I can imagine that that would be a rather unpleasant way to die: being killed by a fat dog’s bum. Even as the dog continues to pant away, stupid grin on his face and drool slipping down his jowls.
I think it was the stoner dog meme which put that image in my head.
I don’t like all this meme business. It just seems another way in killing one’s attention span. You are immediately trying to condense thoughts and emotions into one single sentence. I also don’t like the fact that these images don’t really allow you to to imagine, to interpret the words in the way you want to.
I think I should start writing post cards. Will get me a nice ink pen and lots of shitty postcards and then send them to random people all over the place.
There is something so wonderful about postcards and stamps and letters which go from here to there and then there and there and there before finally reaching the hands of the person you wanted to send it to.
Almost as if the stamps were little engines or little machines pushing the letter onwards. Thin strips of glue and paper and ink combined to create an awesome mode of transportation. Or the worlds greatest cheerleaders. “Cmon Telephone bill, you can make it. Just two more blocks. C’mon”
I think all lifts should be those shutter kinds. The ones which you have to pull to the side and then step in (and then that shitty music starts blaring) and then you have to pull it back over, lean towards the dirty switches and press the correct floor. Then you can stare in front as you climb past floors, staring stupidly at the people on the other side of the cage.
I tried me some emu meat the other day (or at least that is what the menu said) and it was quite interesting. Definitely more meaty than chicken, so it had its own flavour despite the liberal use of spices. But it still did have some birdy-birdy type taste going for it. At the same time it did not seem as rich or fatty as mutton while allowing you to gnaw at the bone and be all carnivorous about it. Interesting. I would like to try an emu steak. And perhaps some bbq-ed emu as well. Grilled and slightly charred and just a hint of fat oozing from the flesh.

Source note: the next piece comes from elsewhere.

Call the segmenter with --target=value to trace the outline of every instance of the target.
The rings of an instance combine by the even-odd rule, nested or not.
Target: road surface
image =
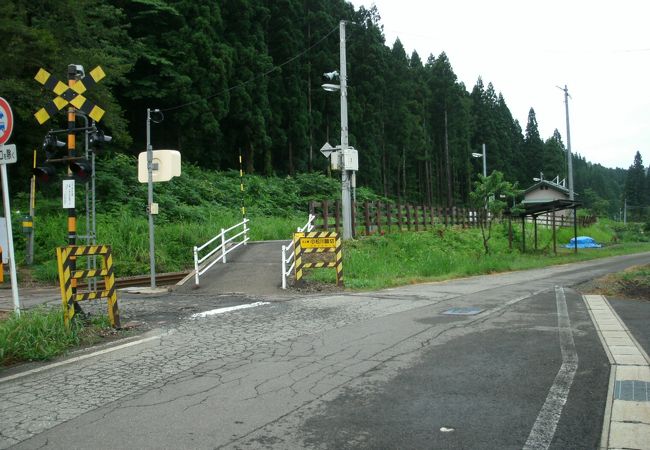
[[[0,379],[0,448],[596,448],[610,363],[572,286],[649,260],[191,311]]]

I wonder what humans would look like if they had tails. I don’t know whether I would want one. I mean sure when you are bored you can run around in circles chasing it and it would make an awesome napkin to wipe your hands on AND you could use it as a fake moustache for your passport photo but still…..I don’t know.
I read Gerald Durrel once again after a zillion years and I am quite sure that I did not get even half his humor the first time. The man is plenty funny and so is his family. He has lived his life. Like really lived it.
The word count is 537 for this one. And that is the way I am going to let it be.